Senate Judiciary Committee member Richard Blumenthal called it all “illegitimate,” too. He won’t be meeting with Barrett. Sen. Mazie Hirono, another member of the committee, won’t be meeting with her, either.
On its face, the main objection is Senate Majority Leader Mitch McConnell’s decision to move forward with Barrett’s nomination, considering what he did four years ago when President Barack Obama nominated Merrick Garland for the high court. There are, however, deeper and much more profound objections to the “democratic illegitimacy” of the institutions involved in all this, and Democrats are feeding that hungry beast.
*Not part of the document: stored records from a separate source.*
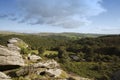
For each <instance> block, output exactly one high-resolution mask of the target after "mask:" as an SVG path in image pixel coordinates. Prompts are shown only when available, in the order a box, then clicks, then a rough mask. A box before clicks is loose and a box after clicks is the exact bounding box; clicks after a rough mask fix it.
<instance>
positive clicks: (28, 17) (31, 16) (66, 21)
mask: <svg viewBox="0 0 120 80" xmlns="http://www.w3.org/2000/svg"><path fill="white" fill-rule="evenodd" d="M101 3H102V0H18V4H19V8H18V10H19V12H18V13H17V14H15V15H17V16H19V17H20V18H16V17H15V18H12V19H13V20H17V19H19V20H18V21H19V22H25V23H30V24H32V25H36V24H41V25H42V24H43V25H50V26H59V27H63V28H76V27H80V26H85V25H88V24H89V23H90V22H91V21H90V20H89V18H91V17H93V16H98V15H99V14H101V13H103V12H104V11H105V9H104V8H103V7H102V5H101Z"/></svg>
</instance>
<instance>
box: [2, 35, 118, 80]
mask: <svg viewBox="0 0 120 80" xmlns="http://www.w3.org/2000/svg"><path fill="white" fill-rule="evenodd" d="M13 37H17V38H20V39H22V40H23V41H25V42H26V43H27V44H28V45H29V49H31V50H32V53H34V54H38V55H40V56H42V57H43V58H44V59H55V60H56V61H57V62H59V63H60V65H61V67H62V69H63V70H65V71H66V72H67V73H70V74H76V75H79V76H82V77H87V78H92V79H94V80H111V78H112V75H113V73H115V72H116V71H118V70H120V54H119V53H120V35H108V36H107V35H106V36H100V37H84V38H78V39H73V38H70V37H66V36H57V35H47V36H39V35H35V34H34V35H33V34H25V35H15V34H14V35H0V44H1V45H5V46H6V44H7V40H8V39H10V38H13ZM28 51H29V50H28ZM41 51H42V52H41ZM23 54H27V52H26V51H25V52H23Z"/></svg>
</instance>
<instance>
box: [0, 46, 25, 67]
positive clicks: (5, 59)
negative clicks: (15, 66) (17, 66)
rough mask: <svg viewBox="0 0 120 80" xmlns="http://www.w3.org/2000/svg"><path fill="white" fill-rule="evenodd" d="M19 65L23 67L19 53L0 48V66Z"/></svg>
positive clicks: (3, 46) (23, 64)
mask: <svg viewBox="0 0 120 80" xmlns="http://www.w3.org/2000/svg"><path fill="white" fill-rule="evenodd" d="M5 65H19V66H24V61H23V59H22V56H21V55H20V52H18V51H11V50H9V49H8V48H7V47H4V46H0V66H5Z"/></svg>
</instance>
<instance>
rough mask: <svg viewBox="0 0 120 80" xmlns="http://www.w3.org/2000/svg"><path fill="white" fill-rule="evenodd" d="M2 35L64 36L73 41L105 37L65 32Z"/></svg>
mask: <svg viewBox="0 0 120 80" xmlns="http://www.w3.org/2000/svg"><path fill="white" fill-rule="evenodd" d="M0 34H3V35H11V34H17V35H28V34H31V35H38V36H63V37H68V38H73V39H78V38H86V37H93V38H94V37H100V36H104V34H89V33H88V34H87V33H72V32H64V33H47V32H46V33H18V32H10V31H0Z"/></svg>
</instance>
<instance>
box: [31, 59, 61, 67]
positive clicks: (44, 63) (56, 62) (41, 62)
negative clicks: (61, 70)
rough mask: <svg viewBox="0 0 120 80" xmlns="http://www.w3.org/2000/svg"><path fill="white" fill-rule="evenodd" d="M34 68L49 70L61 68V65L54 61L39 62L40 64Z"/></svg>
mask: <svg viewBox="0 0 120 80" xmlns="http://www.w3.org/2000/svg"><path fill="white" fill-rule="evenodd" d="M33 66H34V67H36V68H40V67H45V68H49V69H52V68H58V67H60V65H59V64H58V63H57V62H56V61H55V60H54V59H52V60H48V61H45V62H39V63H36V64H34V65H33Z"/></svg>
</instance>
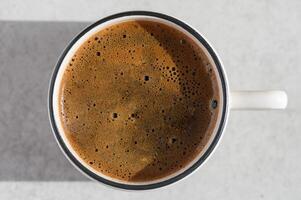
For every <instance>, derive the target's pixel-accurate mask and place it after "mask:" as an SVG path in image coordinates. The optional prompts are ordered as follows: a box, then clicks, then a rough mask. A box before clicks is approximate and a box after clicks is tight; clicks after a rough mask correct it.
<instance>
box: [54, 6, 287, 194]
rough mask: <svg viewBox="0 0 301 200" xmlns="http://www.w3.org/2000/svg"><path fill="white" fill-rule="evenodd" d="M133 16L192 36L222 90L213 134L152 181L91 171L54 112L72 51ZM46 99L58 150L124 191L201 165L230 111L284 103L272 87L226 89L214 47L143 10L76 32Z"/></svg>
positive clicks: (161, 181)
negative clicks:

The Barrett nomination has reignited a fire under liberals that rages most stridently when they are taking on losses. “This tyranny of the minority” is how Fox News analyst Juan Williams referred to current Supreme Court politics. “If Trump fills the Ginsburg seat, fully one-third of the Court will be controlled by judges with no democratic legitimacy,” Vox’s Ian Millhiser writes, referring to Trump’s losing the popular vote in 2016.
Another Vox writer makes a sort of concession that could be seen as justifying McConnell’s current play but finds it’s all just not fair. “Every electoral system has its quirks, and elected officials are entitled to throw some elbows if they think it’s important,” Matthew Yglesias writes. “But McConnell’s hardball isn’t a fair game — his ideas don’t need to be popular to win, and his unfair advantage in one arena extends its power into other arenas.”
Of course, McConnell’s ideas, and his party’s, do need to be popular to win, and they were popular enough to win a majority in 2014 and to maintain it until now. If they aren’t as popular anymore, he and the Republicans will lose seats and perhaps their majority in November. Republican ideas weren’t popular enough to maintain a majority in the 110th Congress, nor were Republicans able to win a majority in the 111th, 112th, or 113th Congresses. There was nothing unfair about that.
What perhaps is unfair is the Republicans’ stroke of political fortune, but how does an opposing party mount an attack against that? Instead, it’s “the system” that’s unfair. Let it be remembered that for the last six years, Republicans have happened to control at least one of the two levers of government responsible for putting people on the Supreme Court, whereas between 2008 and 2014, the Democrats controlled both. They filled two Supreme Court vacancies during that six-year period, and Republicans are going to try and fill three. Having the constitutional power is as much a prerogative as they need to put their favored jurists on the courts.